On the Uileann Pipe thread this question was raised. Let me weigh in on it in a new thread so there is no thread creep...

ALL people who speak a language not shared by others in a deel tend to use that language among themselves during a transaction, anyone who does not believe this - come to New York, where there are at least 40 some languages spoken and ALWAYS in a store when price is discussed folks behind the counter use their native tongue, this does not mean that Bangala, Cantonese, Gaelic, Russian, Ukrainian, Finnish, Norweegian, Vietnamese, Korean, Macidonian, Romaness, Rumaninan, Italian, Hungarian, Japanese, Croatian... etc... are "secret" languages or "cant". In fact it is likely that the root of Shelta is a pre Celtic Irish language.

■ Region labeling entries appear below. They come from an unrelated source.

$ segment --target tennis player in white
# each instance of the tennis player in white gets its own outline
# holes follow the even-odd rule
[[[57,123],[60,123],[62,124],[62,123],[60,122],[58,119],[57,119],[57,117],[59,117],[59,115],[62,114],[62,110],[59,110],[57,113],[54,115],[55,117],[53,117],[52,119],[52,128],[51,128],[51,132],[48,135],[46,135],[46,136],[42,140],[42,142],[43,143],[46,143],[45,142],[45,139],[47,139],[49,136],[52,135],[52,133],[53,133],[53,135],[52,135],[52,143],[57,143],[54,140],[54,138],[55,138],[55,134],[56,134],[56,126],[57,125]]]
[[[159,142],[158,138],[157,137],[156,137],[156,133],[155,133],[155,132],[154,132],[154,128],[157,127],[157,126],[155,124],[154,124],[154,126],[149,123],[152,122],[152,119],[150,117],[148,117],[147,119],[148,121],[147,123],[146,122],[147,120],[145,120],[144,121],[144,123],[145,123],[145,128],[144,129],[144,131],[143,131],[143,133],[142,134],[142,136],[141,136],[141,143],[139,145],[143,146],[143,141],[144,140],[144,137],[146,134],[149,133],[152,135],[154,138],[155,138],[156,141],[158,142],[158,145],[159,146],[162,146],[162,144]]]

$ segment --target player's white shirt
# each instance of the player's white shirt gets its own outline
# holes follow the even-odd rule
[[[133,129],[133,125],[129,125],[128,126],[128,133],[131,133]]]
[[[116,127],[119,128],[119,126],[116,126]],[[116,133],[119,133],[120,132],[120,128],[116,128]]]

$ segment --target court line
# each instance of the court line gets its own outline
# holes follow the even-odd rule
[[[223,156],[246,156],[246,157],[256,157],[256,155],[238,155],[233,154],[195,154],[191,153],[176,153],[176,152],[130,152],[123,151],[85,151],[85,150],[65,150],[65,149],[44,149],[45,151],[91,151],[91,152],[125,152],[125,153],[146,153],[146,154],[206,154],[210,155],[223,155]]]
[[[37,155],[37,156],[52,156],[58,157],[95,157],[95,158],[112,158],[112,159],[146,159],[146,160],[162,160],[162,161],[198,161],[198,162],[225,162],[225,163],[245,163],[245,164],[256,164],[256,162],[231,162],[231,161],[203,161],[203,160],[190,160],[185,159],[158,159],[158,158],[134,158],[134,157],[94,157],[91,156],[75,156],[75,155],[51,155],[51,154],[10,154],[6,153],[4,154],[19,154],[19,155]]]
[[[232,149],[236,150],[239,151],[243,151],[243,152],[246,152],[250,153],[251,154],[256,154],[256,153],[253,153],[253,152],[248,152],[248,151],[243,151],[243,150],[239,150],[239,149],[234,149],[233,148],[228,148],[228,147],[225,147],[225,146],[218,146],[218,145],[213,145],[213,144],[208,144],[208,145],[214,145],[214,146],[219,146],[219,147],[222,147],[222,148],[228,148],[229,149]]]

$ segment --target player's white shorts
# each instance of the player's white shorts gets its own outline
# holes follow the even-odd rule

Now, it has been my experience, both in the US and in Ireland, that Travellers when one is a friend to them, not a seek out the odd culture ethnic tourest or dectective, are very free to teach their language.
In the United States, I have found a highbred language which mixes Shelta with Romanichal (Scotish and English Romani language closely conected to the Romaness spoken by Vlax Roma) for example the word for dog Zhucle in Romaness is Yukle, as opposed to the Shelta word which is not related.
So, though I have great fondness for the Gemelches, I would disagree with that observation, which I find remarkable when everyone who has taken time to get to know Travellers adds some words of Shelta in their work... some secret.